Difficile scegliere i più gustosi. Certamente i più indigesti riguardano alcune delle colonne della cucina nazional-popolare, compresi numerosi miti indistruttibili e rispettatissimi. Prendiamo un’icona del Nord, il riso. Fino al 1950, racconta il professore che nega in radice l’esistenza di una cucina davvero italiana ("Ce ne sono al massimo cittadine o paesane") e cita un’indagine Istat di quell’anno, veniva consumato regolarmente solo in Lombardia, Veneto e Piemonte. Nel resto del Bel Paese era semisconosciuto. E gli arancini siciliani? Grandi non ha dubbi: sono arrivati dopo.

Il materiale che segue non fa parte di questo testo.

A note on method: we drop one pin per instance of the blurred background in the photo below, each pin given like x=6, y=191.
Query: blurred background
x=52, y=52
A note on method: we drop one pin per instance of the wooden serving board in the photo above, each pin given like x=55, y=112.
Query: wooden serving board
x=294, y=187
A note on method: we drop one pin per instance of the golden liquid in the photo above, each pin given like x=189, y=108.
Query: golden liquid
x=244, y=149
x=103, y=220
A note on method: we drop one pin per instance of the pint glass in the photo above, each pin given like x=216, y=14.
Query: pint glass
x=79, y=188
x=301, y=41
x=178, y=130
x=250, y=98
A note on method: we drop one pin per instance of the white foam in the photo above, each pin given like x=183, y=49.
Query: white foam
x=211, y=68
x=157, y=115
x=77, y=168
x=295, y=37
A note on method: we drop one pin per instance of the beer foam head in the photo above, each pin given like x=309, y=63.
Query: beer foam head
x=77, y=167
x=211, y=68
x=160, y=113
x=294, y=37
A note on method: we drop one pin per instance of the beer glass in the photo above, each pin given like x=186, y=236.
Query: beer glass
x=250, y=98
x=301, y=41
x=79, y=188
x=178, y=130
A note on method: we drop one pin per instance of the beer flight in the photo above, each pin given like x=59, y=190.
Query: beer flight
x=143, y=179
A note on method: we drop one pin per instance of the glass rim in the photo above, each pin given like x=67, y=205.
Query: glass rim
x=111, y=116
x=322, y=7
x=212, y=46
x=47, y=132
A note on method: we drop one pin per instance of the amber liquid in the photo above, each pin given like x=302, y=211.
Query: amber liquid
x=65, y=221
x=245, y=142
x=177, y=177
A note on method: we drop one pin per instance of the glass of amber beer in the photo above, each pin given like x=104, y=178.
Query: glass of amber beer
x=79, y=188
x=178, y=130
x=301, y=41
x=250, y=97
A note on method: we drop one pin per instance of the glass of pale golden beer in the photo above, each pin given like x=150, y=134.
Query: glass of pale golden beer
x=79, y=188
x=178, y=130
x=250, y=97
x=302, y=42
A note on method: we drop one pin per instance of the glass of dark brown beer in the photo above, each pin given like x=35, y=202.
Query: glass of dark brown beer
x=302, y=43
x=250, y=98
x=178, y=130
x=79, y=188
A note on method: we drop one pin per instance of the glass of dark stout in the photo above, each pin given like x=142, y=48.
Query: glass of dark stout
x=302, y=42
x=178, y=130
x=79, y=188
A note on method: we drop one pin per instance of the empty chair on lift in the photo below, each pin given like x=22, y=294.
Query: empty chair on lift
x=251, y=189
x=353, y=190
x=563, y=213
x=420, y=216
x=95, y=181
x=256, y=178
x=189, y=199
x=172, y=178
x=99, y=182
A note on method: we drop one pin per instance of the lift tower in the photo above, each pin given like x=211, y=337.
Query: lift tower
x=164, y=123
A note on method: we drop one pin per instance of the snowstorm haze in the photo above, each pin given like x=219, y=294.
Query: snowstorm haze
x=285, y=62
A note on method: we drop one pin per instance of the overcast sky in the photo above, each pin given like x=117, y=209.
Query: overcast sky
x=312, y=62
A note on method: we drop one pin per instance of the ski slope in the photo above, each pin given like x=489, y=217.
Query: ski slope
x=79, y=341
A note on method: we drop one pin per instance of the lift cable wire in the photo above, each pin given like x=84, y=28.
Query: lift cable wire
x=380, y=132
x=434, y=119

E la carbonara? Lo storico della cucina ne fa risalire l’origine all’arrivo degli americani in Italia durante la seconda guerra mondiale: gli ingredienti, giura, sono quelli di una tipica colazione a stelle e strisce (uova e pancetta) con i quali condire la pasta. Non a caso il primo ricettario che la descrive è inglese. Per la amatriciana va anche peggio: Amatrice non c’entra nulla, afferma Grandi, e in origine si trattava di un trito di pomodoro e cipolla, altro che guanciale. E che dire della pizza? All’origine a Napoli, era uno street foood, bianca, condita solo con olio e sale e piegata in quattro. Quella che conosciamo ha anch’essa origine lontana: l’hanno inventata i tanti italiani emigrati a Brooklyn e dintorni, poi è tornata qui arricchita di pomodoro, mozzarella e altro. Tesi che ha subito innescato repliche dei depositari della “tradizione”.

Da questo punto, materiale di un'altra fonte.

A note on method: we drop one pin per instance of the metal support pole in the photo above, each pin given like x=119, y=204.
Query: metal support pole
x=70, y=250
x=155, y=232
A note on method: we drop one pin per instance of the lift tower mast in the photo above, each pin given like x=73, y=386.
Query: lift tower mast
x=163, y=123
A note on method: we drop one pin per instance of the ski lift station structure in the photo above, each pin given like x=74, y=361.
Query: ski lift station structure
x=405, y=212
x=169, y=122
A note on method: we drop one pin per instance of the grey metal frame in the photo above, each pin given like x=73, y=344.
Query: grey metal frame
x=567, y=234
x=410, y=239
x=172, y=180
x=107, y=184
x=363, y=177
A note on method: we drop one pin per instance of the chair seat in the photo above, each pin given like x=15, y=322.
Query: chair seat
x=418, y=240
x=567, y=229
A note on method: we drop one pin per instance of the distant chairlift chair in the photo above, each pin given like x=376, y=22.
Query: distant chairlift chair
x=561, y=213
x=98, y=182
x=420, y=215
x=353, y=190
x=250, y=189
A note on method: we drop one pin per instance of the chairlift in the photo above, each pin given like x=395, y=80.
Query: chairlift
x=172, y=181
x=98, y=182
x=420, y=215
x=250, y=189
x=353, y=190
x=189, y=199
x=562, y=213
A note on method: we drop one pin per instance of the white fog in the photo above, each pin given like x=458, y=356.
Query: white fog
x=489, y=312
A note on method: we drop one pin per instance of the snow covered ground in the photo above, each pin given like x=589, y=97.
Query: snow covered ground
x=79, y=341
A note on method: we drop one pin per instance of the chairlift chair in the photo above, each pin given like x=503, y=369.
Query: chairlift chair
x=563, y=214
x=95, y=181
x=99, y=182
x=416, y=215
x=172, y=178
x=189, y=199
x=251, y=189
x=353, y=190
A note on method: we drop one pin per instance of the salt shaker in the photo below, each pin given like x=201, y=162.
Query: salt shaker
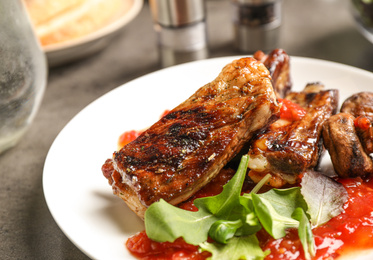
x=181, y=30
x=256, y=24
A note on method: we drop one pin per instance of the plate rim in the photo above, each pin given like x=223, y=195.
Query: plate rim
x=128, y=84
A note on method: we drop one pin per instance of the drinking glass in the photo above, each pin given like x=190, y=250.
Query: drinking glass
x=23, y=73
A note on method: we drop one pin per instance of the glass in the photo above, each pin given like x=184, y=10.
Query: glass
x=23, y=73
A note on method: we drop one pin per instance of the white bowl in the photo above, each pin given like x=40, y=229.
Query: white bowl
x=61, y=53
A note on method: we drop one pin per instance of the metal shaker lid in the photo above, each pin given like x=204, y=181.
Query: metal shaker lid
x=175, y=13
x=253, y=2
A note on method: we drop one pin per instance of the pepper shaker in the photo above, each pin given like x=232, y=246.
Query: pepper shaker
x=181, y=30
x=256, y=24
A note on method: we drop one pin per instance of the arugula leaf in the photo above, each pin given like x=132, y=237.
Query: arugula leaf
x=274, y=223
x=325, y=197
x=164, y=222
x=305, y=233
x=285, y=201
x=222, y=230
x=246, y=247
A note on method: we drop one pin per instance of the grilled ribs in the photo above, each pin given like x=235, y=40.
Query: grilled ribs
x=185, y=149
x=288, y=148
x=278, y=64
x=348, y=136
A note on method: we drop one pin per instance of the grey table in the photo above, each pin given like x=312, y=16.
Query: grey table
x=320, y=29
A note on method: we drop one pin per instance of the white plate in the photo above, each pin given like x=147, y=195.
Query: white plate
x=61, y=53
x=78, y=195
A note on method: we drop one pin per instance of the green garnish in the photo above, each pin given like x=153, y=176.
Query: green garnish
x=232, y=219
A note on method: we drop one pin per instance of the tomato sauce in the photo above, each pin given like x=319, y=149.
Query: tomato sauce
x=351, y=230
x=291, y=111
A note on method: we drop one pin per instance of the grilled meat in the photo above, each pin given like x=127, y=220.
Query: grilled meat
x=185, y=149
x=288, y=148
x=278, y=64
x=346, y=151
x=348, y=136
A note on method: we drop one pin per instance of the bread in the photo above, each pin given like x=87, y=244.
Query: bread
x=57, y=21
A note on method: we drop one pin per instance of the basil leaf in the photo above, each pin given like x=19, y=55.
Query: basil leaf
x=305, y=233
x=164, y=222
x=237, y=248
x=222, y=230
x=325, y=197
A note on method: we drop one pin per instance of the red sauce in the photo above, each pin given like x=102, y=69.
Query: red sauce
x=291, y=111
x=131, y=135
x=362, y=123
x=351, y=230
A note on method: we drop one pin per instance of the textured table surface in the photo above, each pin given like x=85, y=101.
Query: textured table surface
x=321, y=29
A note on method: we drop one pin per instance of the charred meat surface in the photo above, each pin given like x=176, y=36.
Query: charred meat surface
x=289, y=148
x=278, y=64
x=188, y=147
x=348, y=137
x=345, y=148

La pasta ripiena, chiamata in cento modi (cappelletti, tortellini, agnolini e via dicendo) pur citata da Boccaccio, ha i propri natali in Turchia e nell’Islam. Ma la conoscevano anche i cinesi. Quella italiana nasce con un ripieno di sola carne bianca (pollame o selvaggina) mai maiale o manzo. Resta insoluto l’enigma che da sempre fa litigare mantovano e ferraresi, cioè l’origine dei tortelli di zucca. I gonzaghiani sostengono che Isabella d’Este, ferrarese di nascita, li inventò una volta divenuta duchessa di Mantova. I rivali estensi affermano l’esatto contrario, li aveva ‘impastati’ prima. E la disputa continua da allora.

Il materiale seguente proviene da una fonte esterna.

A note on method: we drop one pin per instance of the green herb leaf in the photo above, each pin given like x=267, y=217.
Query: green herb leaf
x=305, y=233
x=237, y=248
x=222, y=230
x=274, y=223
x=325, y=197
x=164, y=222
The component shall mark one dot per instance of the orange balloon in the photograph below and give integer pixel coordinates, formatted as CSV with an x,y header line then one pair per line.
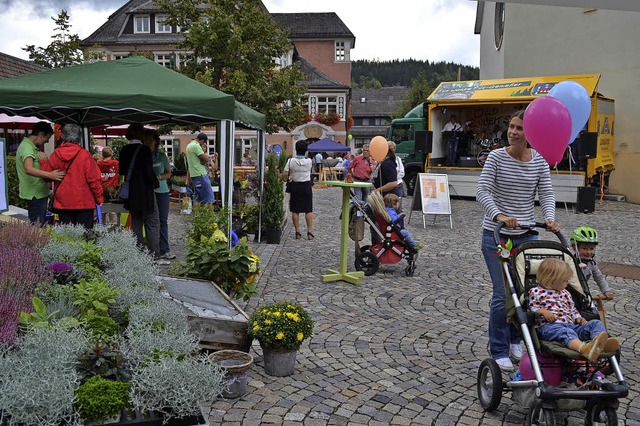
x,y
379,148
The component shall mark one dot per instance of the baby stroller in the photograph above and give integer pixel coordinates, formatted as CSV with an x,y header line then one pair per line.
x,y
551,376
388,245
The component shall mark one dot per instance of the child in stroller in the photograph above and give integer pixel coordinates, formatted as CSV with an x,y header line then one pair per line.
x,y
561,320
392,204
551,376
388,245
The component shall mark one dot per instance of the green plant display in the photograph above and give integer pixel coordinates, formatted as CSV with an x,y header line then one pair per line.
x,y
93,297
235,270
280,325
99,399
39,317
104,359
13,184
273,195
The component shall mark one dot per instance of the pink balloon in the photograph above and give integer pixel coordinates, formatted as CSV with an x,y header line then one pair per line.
x,y
547,127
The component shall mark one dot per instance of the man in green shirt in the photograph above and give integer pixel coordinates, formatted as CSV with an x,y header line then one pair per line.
x,y
32,185
197,174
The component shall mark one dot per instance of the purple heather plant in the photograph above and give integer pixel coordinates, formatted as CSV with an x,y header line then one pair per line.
x,y
23,234
21,268
12,302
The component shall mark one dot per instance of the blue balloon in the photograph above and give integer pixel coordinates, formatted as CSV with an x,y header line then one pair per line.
x,y
576,99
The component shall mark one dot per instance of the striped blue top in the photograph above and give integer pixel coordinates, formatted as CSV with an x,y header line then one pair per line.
x,y
509,186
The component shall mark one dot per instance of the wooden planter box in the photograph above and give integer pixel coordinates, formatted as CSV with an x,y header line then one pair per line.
x,y
216,318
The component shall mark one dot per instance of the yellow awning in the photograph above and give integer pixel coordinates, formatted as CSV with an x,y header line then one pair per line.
x,y
523,89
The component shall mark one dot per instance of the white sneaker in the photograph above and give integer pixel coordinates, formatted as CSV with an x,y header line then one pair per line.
x,y
515,351
505,364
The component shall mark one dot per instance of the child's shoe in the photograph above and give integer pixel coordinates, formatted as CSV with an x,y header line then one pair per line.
x,y
592,349
611,345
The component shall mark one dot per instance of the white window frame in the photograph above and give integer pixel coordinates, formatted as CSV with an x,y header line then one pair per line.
x,y
163,59
162,28
142,19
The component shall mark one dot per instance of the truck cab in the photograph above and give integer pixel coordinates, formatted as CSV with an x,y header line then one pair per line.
x,y
410,134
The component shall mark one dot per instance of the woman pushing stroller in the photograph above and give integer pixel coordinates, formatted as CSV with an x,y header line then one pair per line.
x,y
561,320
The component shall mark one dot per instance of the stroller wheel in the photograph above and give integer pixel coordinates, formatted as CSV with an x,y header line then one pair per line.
x,y
601,414
367,262
539,415
489,385
409,270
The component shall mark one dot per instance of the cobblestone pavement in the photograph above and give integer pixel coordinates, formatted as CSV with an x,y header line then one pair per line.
x,y
405,350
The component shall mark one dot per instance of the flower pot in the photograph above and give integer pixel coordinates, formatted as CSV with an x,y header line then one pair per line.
x,y
279,362
273,236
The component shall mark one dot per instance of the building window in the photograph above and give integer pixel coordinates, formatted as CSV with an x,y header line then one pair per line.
x,y
498,25
164,60
167,146
341,53
328,104
141,24
161,27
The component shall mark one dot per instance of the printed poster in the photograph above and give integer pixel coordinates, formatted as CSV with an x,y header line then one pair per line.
x,y
434,190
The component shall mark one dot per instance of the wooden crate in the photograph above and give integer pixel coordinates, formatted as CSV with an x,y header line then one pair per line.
x,y
216,318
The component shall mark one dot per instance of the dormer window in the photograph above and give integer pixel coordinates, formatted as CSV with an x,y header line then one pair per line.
x,y
340,51
141,24
161,27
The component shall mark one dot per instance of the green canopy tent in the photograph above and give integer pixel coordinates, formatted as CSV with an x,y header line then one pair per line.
x,y
129,90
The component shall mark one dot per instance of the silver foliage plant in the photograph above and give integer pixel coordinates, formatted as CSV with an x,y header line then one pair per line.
x,y
175,386
39,379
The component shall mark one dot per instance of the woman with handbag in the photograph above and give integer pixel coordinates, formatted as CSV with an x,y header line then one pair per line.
x,y
298,174
75,197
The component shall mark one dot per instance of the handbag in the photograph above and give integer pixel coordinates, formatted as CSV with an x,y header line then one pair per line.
x,y
287,187
55,187
124,187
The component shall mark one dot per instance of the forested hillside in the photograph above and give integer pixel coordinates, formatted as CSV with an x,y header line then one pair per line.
x,y
366,73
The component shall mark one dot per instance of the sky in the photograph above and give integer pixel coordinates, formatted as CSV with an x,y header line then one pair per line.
x,y
434,30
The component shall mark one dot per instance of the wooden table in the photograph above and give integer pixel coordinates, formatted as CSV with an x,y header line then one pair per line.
x,y
342,274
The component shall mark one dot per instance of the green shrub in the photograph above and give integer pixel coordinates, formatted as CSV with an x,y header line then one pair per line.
x,y
99,399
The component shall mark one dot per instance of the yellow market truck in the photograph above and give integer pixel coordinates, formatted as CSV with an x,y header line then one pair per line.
x,y
483,109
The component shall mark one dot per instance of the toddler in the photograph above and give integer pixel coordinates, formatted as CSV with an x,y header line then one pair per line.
x,y
392,204
561,320
583,242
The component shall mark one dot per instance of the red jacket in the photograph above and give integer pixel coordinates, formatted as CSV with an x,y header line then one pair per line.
x,y
81,187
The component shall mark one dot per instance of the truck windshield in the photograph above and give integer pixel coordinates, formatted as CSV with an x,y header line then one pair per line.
x,y
401,132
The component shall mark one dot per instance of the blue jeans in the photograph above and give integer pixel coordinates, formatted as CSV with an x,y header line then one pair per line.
x,y
565,332
162,198
501,333
202,191
37,210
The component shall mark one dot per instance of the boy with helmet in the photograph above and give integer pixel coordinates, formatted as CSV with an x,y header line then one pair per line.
x,y
584,240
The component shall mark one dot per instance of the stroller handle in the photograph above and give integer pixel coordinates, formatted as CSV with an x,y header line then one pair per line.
x,y
529,225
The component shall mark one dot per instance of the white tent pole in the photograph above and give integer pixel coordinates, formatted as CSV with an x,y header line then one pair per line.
x,y
262,149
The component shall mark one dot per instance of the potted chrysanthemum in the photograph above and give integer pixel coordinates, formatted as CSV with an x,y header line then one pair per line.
x,y
280,328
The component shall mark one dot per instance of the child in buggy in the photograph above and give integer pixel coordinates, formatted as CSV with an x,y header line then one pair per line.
x,y
551,376
388,245
561,320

Altri segreti riguardano i maiali, allevati per millenni allo stato brado (nel Medio Evo si diceva. "Un bosco da 100 maiali" per indicarne l’estensione) e la loro carne, come del resto quella bovina, era appannaggio dei residenti nelle città, molto meno dei contadini. Quanto al pesce, il più pregiato è stato per secoli quello d’acqua dolce, altro che spigole e orate. ​Le patate, hanno una storia particolare. In Italia erano semisconosciute fino al ‘700 e addirittura si diceva che portassero la lebbra. Solo successivamente hanno conquistato anche le nostre tavole. Sul grana padano e sul parmigiano, le cui dubbie origini sono state raccontate nel primo libro del professor Grandi, si è appurato che per 150 anni sparirono dalla produzione. Fu Napoleone che nel 1797, durante la campagna d’Italia, valorizzò quei formaggi così comodi da trasportare e nutrienti per le truppe. La ciliegina sul gelato del podcast di D. O. I. riguarda il Marsala, un’invenzione degli inglesi che furbescamente lo spacciavano per Madera, fino a quando i siciliani Florio subentrarono nell’affare e istituzionalizzarono il Marsala.